In the juvenile form, which is much less common than the infantile form, onset usually occurs between 7 and 14 years of age, and the duration is approximately 8 years. Bulbar and pseudobulbar dysfunction predominates, with dysphagia, dysarthria, nystagmus, ptosis, full facial palsy, and tongue atrophy. y , y Generalized spasticity and weakness may also occur, but unlike the severe mental retardation characteristic of the infantile form, mentation tends to remain intact. y The adult form of Alexander's syndrome resembles multiple sclerosis clinically and is characterized by blurred vision, spasticity, nystagmus, dysarthria, and dysphagia.

CT changes include low attenuation in the deep cerebral white matter, most extensively in the frontal lobes and subependymal regions. There is inconsistent abnormal enhancement of the caudate nuclei, anterior columns of the fornix, optic radiations, and periventricular areas.
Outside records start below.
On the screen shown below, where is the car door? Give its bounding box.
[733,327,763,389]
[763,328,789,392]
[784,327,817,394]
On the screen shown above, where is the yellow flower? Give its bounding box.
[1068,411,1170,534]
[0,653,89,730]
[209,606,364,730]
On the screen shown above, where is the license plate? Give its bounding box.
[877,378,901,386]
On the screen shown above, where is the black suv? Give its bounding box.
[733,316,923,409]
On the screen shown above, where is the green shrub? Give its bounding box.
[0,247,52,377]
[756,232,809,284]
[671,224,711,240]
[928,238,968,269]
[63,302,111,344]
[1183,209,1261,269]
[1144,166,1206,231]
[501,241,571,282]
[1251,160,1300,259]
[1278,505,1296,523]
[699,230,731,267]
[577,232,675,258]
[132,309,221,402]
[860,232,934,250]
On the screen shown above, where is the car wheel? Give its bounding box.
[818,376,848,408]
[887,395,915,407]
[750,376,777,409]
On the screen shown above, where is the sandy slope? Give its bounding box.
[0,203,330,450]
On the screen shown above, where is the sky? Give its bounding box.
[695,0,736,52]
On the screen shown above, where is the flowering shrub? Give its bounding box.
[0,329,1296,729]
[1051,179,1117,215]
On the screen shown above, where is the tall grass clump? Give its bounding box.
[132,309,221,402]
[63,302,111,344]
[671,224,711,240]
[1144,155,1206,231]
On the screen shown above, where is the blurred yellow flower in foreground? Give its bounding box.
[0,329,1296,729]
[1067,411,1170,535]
Since the types of Alexander's disease are phenotypically distinct, the differential diagnosis varies by age. If one encounters an infant with chronically developing megencephaly or macrocephaly with mild regression in psychomotor milestones in the absence of any other obvious cause, Alexander's syndrome is a highly probable diagnosis. Juvenile leukoencephalopathy must be considered in children and multiple sclerosis in adults.

No specific therapy is available for Alexander's syndrome. Much supportive care, however, is necessary, including good nutrition and generous use of antibiotics and antiepileptics. Despite these measures, the prognosis for infants and children with this disease at present is poor. Recent advances in positron emission tomography (PET) scanning and single-photon emission computed tomography (SPECT) indicate that there is an abnormal flow of spinal fluid through the blood-brain barrier. This may be an important point in fully understanding these disorders and may aid in developing interventions.